The Setup: A Very Public Short
Just last week, Shkreli co-authored that lengthy report and took to social media to announce his bearish position. "My next biotech short is $CAPR," he posted Monday. "@anthonystaj and I wrote a 46-page report on the issues facing Capricor. In the next few days, the HOPE-3 (aka COPE-3) study will report its data. It will not work. This is the company's only asset."
Bold stuff. Specific predictions. Public declarations. All the ingredients for a spectacular face-plant if things went sideways.
On Tuesday night, before the data release, Shkreli even posted a warning directly to Capricor CEO Linda Marbán: "Do not lie about your data when you present it, @linda_marban. if you do, you will face law enforcement consequences. take it from me, it's just not worth it. lying is wrong. spinning is wrong. just give the real data: good, bad or ugly. prison is not the way."
The Squeeze
When the actual data hit Wednesday morning, the market's response was swift and brutal for anyone on the wrong side of the trade. The stock went parabolic, triggering what appears to be a classic short squeeze—where short sellers scramble to cover their positions, driving the price even higher.

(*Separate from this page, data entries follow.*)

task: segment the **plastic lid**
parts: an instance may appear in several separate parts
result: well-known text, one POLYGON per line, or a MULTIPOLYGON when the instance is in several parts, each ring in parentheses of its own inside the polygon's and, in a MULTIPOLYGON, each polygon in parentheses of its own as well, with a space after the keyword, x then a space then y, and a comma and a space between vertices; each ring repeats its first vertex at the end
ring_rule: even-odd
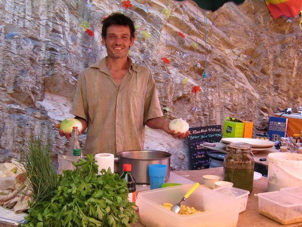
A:
POLYGON ((126 163, 123 164, 123 171, 130 172, 132 169, 132 165, 131 164, 126 163))
POLYGON ((73 155, 74 156, 80 156, 82 150, 81 149, 73 149, 73 155))

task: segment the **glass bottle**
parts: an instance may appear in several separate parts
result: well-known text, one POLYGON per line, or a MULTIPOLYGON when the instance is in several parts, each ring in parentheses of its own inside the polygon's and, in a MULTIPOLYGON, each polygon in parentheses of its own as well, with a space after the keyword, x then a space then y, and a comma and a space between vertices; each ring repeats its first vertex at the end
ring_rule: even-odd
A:
POLYGON ((75 149, 81 149, 80 141, 79 140, 79 130, 77 127, 72 127, 69 147, 66 155, 73 156, 73 150, 75 149))
POLYGON ((250 144, 231 143, 226 146, 229 153, 223 163, 223 180, 234 184, 234 187, 252 192, 255 161, 251 156, 250 144))
POLYGON ((127 187, 129 190, 128 200, 129 202, 135 202, 135 180, 131 174, 132 165, 131 164, 125 163, 123 164, 123 173, 120 178, 125 179, 127 184, 127 187))

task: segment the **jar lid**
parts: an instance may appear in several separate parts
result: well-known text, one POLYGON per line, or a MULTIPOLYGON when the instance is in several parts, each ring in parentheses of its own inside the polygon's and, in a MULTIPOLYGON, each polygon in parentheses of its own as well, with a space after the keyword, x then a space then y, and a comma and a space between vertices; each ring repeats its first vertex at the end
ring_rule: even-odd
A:
POLYGON ((251 149, 252 145, 247 143, 242 143, 239 142, 232 142, 228 146, 228 147, 239 149, 251 149))

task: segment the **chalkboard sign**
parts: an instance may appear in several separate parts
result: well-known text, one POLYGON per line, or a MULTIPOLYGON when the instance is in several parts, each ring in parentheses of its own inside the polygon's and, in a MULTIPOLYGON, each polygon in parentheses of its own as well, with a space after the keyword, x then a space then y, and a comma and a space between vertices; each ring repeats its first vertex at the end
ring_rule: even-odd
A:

For Shkreli and other shorts, this represents a massive paper loss and a major reversal of fortune. When you publicly predict a drug trial will fail and it succeeds instead, the math gets ugly fast.
Shkreli Fights Back
After the data release, Shkreli didn't exactly take the L gracefully. He immediately questioned the validity of the results, alleging that Capricor hadn't met a "prespecified primary endpoint" and that the reported results were based on "post-hoc analyses."
He went further, claiming the company had actually changed the primary endpoint after the fact. "Okay first glance is CAPR changed the pre-defined primary endpoint from mean change to % slowing. linda really wants to visit the bureau of prisons," he posted.
What The Company Says
CEO Linda Marbán struck a decidedly different tone. She stated that the HOPE-3 results delivered "strong and definitive evidence that Deramiocel can meaningfully improve the course of Duchenne muscular dystrophy." The company plans to use the data to address a previous Complete Response Letter from the FDA—a major regulatory hurdle.
If the data holds up to scrutiny and the FDA agrees with the company's interpretation, this could be a genuine game-changer for Capricor and patients with this devastating muscle-wasting disease.
The Bottom Line
Shkreli's short thesis remains a hot topic among retail traders, and questions about endpoint definitions and statistical analyses will likely continue to swirl. But the market's initial verdict was unambiguous: HOPE-3 succeeded, and those betting against it got crushed.
Whether Shkreli's technical critiques have merit or whether this is just the sound of a short position going up in flames—well, that's the debate now consuming biotech corners of the internet. Either way, it's a reminder that when you short a binary event like a clinical trial readout, you better be right. Because if you're wrong and you've been loud about it, everyone gets to watch.